È per questo motivo che nel porto, quel 2 dicembre 1943, ci sono così tante navi. Immaginate decine di migliaia di tonnellate di tritolo e petrolio concentrate in uno spazio circoscritto. È qui che entra in scena il primo elemento: la negligenza.
Potrebbe sembrare assurdo, ma nonostante la presenza massiccia di ordigni e carburante, nonché il numero considerevole di navi, c’è qualcuno che ha trascurato volontariamente l’aspetto difensivo del porto. Presi dalla fretta di sconfiggere Hitler, gli Alleati ignorano diverse precauzioni. I mezzi della contraerea sono contenuti. I radar presenti, pochi, non sono neanche in grado di localizzare in tempo una eventuale minaccia aerea. Nessuno si sarebbe mai aspettato un attacco tedesco sul porto. La Luftwaffe, a detta degli Alleati, era stata sconfitta. Arthur Coningham, comandante della prima forza tattica della Raf, aveva detto: “Lo prenderei come un affronto personale se le squadriglie tedesche dovessero riuscire a realizzare un attacco”.
A questo aggiungiamo anche la decisione scellerata di lavorare di notte. Il porto è, infatti, illuminato a giorno dalle fotoelettriche. A terra, infiltrati tra i marinai e gli ufficiali, ci sono le spie tedesche che hanno fatto rapporto da tempo sugli strani movimenti al porto.
La Luftwaffe non era stata annientata come tutti credevano. Un mese prima, il 6 novembre, l’aviazione tedesca aveva attaccato le città pugliesi di Canosa e Molfetta. Diversi morti tra i civili ma si era trattato di un bombardamento strategico per testare la reazione difensiva degli Alleati.
L’occasione ora è troppo ghiotta per farsela scappare. Immaginate la scena: migliaia di tonnellate di munizioni e carburante ammassate e quasi incustodite, perché i mezzi della contraerea come abbiamo detto sono quelli che sono. Per giunta, a facilitare il tutto, le navi sono concentrate in uno spazio ristretto ed illuminate in modo perfetto. Il maresciallo tedesco Albert Kesserling sa che non deve perdere questa occasione. È una disattenzione che non ricapita spesso.

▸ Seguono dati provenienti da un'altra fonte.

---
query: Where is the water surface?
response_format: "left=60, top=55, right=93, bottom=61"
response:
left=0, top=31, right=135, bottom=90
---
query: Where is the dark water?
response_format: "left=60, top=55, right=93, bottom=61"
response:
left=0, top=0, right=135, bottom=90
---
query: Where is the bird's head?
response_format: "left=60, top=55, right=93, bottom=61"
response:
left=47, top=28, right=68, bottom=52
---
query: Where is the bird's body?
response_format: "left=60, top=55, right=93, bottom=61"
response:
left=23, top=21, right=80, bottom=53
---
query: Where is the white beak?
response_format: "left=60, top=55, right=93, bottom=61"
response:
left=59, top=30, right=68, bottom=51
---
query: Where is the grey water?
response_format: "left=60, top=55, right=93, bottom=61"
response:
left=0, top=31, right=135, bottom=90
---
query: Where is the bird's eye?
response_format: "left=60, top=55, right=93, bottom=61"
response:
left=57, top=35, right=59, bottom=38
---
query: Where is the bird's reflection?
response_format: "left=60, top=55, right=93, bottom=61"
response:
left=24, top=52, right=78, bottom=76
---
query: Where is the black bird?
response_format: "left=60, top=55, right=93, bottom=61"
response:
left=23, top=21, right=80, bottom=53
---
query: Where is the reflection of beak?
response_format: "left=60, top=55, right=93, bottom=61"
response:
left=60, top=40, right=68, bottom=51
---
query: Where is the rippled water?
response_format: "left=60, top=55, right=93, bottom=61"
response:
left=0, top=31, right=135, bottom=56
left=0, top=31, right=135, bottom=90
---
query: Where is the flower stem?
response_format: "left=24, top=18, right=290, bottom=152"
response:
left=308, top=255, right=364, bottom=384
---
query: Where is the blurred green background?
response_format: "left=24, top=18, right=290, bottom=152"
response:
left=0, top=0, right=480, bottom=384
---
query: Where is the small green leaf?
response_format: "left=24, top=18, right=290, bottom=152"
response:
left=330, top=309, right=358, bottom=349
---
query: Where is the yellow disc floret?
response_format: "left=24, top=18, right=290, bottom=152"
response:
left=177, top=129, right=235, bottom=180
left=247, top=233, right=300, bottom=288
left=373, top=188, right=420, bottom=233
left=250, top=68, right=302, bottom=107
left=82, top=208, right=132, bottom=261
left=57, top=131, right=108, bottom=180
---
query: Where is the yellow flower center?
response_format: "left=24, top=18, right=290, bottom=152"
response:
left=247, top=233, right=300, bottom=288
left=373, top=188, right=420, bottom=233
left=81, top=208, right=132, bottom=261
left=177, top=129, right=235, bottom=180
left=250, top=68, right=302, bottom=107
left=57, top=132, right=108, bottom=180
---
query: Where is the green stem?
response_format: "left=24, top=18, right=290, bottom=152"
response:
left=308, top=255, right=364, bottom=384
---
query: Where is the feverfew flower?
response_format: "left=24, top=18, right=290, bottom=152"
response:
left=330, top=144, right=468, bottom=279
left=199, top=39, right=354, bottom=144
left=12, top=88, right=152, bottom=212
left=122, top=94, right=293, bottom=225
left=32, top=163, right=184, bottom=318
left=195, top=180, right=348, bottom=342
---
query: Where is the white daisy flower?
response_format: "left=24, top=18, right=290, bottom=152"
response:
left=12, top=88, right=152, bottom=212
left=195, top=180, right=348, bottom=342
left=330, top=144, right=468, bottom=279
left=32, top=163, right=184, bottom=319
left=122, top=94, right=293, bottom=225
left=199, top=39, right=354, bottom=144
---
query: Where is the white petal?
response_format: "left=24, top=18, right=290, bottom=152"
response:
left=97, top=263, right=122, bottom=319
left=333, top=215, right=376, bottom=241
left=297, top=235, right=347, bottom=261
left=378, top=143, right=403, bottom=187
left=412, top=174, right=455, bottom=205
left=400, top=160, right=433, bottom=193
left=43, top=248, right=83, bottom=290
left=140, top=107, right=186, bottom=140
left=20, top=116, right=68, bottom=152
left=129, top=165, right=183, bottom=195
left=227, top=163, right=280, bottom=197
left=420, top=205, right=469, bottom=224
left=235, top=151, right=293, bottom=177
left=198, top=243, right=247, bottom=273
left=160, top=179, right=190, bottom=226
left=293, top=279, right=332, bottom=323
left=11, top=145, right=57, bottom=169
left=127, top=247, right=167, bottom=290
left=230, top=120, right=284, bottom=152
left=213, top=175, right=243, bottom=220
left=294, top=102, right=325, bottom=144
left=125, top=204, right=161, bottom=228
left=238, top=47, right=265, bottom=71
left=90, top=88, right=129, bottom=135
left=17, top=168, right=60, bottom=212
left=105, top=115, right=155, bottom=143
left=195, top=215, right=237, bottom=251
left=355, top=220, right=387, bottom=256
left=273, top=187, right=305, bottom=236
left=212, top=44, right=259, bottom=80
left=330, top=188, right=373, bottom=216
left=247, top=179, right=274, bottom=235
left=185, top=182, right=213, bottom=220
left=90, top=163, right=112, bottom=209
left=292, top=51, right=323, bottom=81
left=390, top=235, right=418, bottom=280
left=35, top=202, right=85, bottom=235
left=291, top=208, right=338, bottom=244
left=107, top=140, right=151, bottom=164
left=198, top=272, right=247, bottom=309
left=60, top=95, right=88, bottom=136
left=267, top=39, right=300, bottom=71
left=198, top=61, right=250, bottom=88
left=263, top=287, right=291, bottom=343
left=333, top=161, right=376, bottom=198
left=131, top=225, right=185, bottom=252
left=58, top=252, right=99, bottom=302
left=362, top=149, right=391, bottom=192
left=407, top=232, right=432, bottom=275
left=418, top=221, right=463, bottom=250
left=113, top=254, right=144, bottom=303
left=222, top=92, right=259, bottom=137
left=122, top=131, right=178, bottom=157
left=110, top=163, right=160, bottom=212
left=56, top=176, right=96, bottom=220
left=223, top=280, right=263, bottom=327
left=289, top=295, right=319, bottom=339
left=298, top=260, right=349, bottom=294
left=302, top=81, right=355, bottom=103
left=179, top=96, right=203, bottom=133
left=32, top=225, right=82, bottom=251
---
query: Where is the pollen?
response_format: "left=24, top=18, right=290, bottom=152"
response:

Quella sera un aereo ricognitore tedesco sorvola il porto indisturbato. Secondo il suo rapporto ci sono 40 navi. Kesserling dà l’ordine di attaccare. Alle 19.30 105 Junker Ju 88 raggiungono il porto. Prima di sganciare il carico di bombe, rilasciano le Düppel, delle strisce di materiale radar-riflettente in grado appunto di confondere i radar. Il cielo è limpido e per alcuni testimoni, quelle striscioline che cadono sembrano tante stelle cadenti. Non sanno che è solo l’inizio di un incubo. In venti minuti i 105 bombardieri tedeschi scaricano le bombe sul porto. L’inferno ha inizio.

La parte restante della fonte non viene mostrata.